“The blood sucking disease (porphyria), is somewhat of an explanation for the origin of vampire and werewolf myths, based on similarities between the disease and the folklore.”
“The theory has since faced criticism, especially for the stigma it has placed on its sufferers. A book called American Vampires: Fans, Victims, Practitioners deals with this issue. The theory also operates on a flawed premise, mainly in regard to a perceived harmful effect sunlight had on vampires, a property that came after the vampire belief. The book talked about there being eight different types of porphyria. Four of these can sometimes cause sensitivity to light: Erythropoietic Protoporphyria, Congenital Erythropoietic Porphyria, Porphyria Cutanea and Variegate Porphyria.”
The informant was a Neuroscience major at UC Berkeley and one night we were talking about our experiences in certain science classes. The topic of conversation was “the craziest thing you hear in science class,” and he mentioned a disease he learned in his Biochemistry course in relation to folklore. He couldn’t remember all the details, but he was able to describe the relation of porphyria to werewolves and vampires. Briefly, porphyria is a genetic disease that causes inability to produce red blood cells, which is a major component of blood. Therefore, it seems logical to link vampires and werewolves to the disease, because vampires and werewolves lust for blood and largely depend on it. He seemed to like this explanation of these mythological creatures, because he noted that he was very interested in mythological and unexplainable phenomenon.
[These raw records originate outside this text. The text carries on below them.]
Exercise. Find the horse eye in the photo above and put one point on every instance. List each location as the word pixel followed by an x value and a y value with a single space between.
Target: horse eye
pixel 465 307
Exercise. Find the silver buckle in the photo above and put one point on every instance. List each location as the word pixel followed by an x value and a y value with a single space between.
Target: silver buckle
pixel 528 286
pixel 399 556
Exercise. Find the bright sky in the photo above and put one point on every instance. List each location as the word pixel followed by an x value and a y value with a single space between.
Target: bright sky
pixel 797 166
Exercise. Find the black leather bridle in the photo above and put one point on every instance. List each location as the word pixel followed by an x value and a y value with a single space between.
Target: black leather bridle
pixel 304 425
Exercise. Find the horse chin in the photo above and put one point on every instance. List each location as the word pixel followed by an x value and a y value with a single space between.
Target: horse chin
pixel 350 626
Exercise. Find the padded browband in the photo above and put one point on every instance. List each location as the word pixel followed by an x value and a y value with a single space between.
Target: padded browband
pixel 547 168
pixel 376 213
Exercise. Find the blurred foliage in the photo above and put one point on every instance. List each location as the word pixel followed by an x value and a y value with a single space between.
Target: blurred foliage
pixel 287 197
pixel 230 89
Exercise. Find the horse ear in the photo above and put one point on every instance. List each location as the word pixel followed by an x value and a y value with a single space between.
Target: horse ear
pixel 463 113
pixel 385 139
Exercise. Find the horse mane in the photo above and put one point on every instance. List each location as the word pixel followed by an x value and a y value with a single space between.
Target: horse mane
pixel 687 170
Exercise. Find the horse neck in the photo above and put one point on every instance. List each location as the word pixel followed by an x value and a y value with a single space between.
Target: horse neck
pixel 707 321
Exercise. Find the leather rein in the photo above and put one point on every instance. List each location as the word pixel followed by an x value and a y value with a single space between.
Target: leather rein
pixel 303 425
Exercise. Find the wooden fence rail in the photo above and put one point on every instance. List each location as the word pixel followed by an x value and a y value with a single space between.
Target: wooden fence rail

Further, my informant found this piece particularly interesting, because it provides a basis for the cultural creation of vampires and werewolves rooted in science. He chose to perform this explanation of the vampire/werewolf phenomenon, because it is often undervalued in conversations and marginalized due to the fantastic desires of most humans. In addition, this myth provides him with a window of curiosity through which he looks at a lot of myths, like “mermaids, satyrs, dragons, golems, giants and other creatures” that are said to be made-believe but may have scientific merit in their origins.
I found this piece compelling, because the informant claimed that vampires and werewolves had “scientific merit” and should therefore not be discredited. I, too, am a science major, and found this is a very interesting premise, because we normally attribute mythological characters, like werewolves and vampires, with having some kind of supernatural ability that cannot be explained by science. In January 1964, L. Illis’ 1963 paper, “On Porphyria and the Etiology of Werwolves”, was published in Proceedings of the Royal Society of Medicine. Later, Nancy Garden argued for a connection between porphyria and the vampire belief in her 1973 book, Vampires. In 1985, biochemist David Dolphin’s paper for the American Association for the Advancement of Science, “Porphyria, Vampires, and Werewolves: The Etiology of European Metamorphosis Legends”, gained widespread media coverage, thus popularizing the connection. With that said, this is one of few instances where there is an explanation for mythological phenomena (e.g. werewolves and vampires) by using scientific methodologies (e.g. human disease). This could have arisen from increasing advances in scientific research. Also, it seems analogous to the idea about folk medicine and western medicine, where the majority of our understanding of the curative effect of drugs and therapies derive from folklore. On the other hand, it can be reasonably argued that the porphyria disease may not have stimulated the creation of werewolf and vampire myths for two reasons. One, porphyria is a rare and recently discovered disease and could not have been prominent or known at the time these myths were created. Finally, science was a slow and evolving field that may not have been widely accepted during the time of these myth creations. Therefore, more investigation would be needed to validate scientific origins of myths.